It has been a couple of years since I first read John Doerr’s OKR classic Measure what Matters. You may remember my blog post at the time: There will be caveats: Warming cautiously to OKR. What I might not have mentioned then was that I very nearly didn’t read the book – I found the title quite off-putting!
My discomfort with Doerr’s title – misplaced as it turns out – is explained by a catchphrase I later coined: Meaning Before Method, one of two MBM’s which as a pair actually map very well to OKR. In recent weeks I’ve read (or rather listened to) the book once more and enjoyed it. As for the title, more accurate but less catchy would be Measure things predictive of success in your clear and audacious objectives, taking care to preserve meaning. No issue with that!
I took the trouble this time to follow up on one of Doerr’s few references, in particular Dov Seidman’s How: Why How We Do Anything Means Everything (another being former Intel chief Andy Grove’s High Output Management, which I am still to read). This early quote grabbed me, emphasis mine:
Think of it as a shift from valuing size to valuing significance. Conversations about “how much” constantly echo throughout business, politics, and our personal lives: How much revenue can we squeeze into this quarter? How much debt can we tolerate? How much growth can we generate? How big should government be? But “How much?” and “How big?” aren’t the right questions. Instead we should be asking how we can create organizations and societies that mirror our deepest values.
The expanded edition did feel a little long but I was rewarded for holding on until the end (emphasis his this time):
Before we part company, I want to leave you with one more paradox, the paradox of success, and it’s a corollary to the paradox of happiness.

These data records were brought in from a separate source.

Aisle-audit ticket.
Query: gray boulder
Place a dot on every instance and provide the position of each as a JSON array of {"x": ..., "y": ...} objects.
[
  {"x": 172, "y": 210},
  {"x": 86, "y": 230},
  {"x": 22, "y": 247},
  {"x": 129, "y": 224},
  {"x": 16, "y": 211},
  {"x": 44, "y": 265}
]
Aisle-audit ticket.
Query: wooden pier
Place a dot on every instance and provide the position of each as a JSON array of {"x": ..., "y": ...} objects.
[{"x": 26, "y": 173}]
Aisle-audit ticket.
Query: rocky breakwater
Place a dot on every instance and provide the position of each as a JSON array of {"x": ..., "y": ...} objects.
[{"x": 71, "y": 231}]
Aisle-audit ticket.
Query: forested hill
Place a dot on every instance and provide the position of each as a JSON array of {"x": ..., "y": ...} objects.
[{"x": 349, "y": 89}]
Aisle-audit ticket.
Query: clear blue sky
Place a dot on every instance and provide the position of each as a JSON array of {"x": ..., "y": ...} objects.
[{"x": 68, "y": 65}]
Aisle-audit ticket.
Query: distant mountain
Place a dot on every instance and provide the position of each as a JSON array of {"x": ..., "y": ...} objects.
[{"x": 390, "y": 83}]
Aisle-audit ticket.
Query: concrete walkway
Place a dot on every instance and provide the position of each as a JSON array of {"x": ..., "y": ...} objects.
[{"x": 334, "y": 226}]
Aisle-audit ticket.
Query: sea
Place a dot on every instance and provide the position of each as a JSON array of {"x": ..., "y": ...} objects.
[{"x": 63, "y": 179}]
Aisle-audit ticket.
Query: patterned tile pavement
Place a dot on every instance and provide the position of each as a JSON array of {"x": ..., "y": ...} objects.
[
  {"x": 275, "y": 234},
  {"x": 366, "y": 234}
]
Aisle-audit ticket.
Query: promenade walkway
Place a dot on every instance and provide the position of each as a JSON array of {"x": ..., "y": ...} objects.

You cannot do success; you cannot achieve it by pursuing it directly. Success is something you get when you pursue something greater than yourself, and the word I use to describe that something is significance. All measures of success share one commonality: They signify the value of your passage through life. You can go on a journey of significance—a journey to do, make, extend, create, and support value in the world; and I believe, in the spirit of the Johnson & Johnson Credo, it is this journey that should bring you success, however you measure it.
Pursuing significance, in the end, is the ultimate how.
I talk quite a bit about meaning in work and I am resolved now to do the same with significance. Noting that close colleagues can vary hugely on the meaning they draw from their work (for some the craft, for some the challenge, for others the meeting of needs, for example), I should say that I don’t believe that anyone has the right to dictate how others draw meaning from their work. Helping them find it though, that’s another matter – it’s one bullet of my three-bullet summary definition of Servant Leadership (see the last chapter of my book Right to Left: The digital leader’s guide to Lean and Agile). Moreover, if leaders aren’t articulating credibly the significance of the work and encouraging others to explore and even challenge it – well that’s definitely a problem.
If optimising for value is a dead end (I can’t be alone in finding much of what is said in Agile circles about value delivery to be empty or even dysfunctional), perhaps we should be optimising instead for significance, expecting meaning (and other good things) to follow. I have a hunch that it’s going to be fun finding out what that really means.
What if we put authentic agreement on meaningful outcomes ahead of solutions?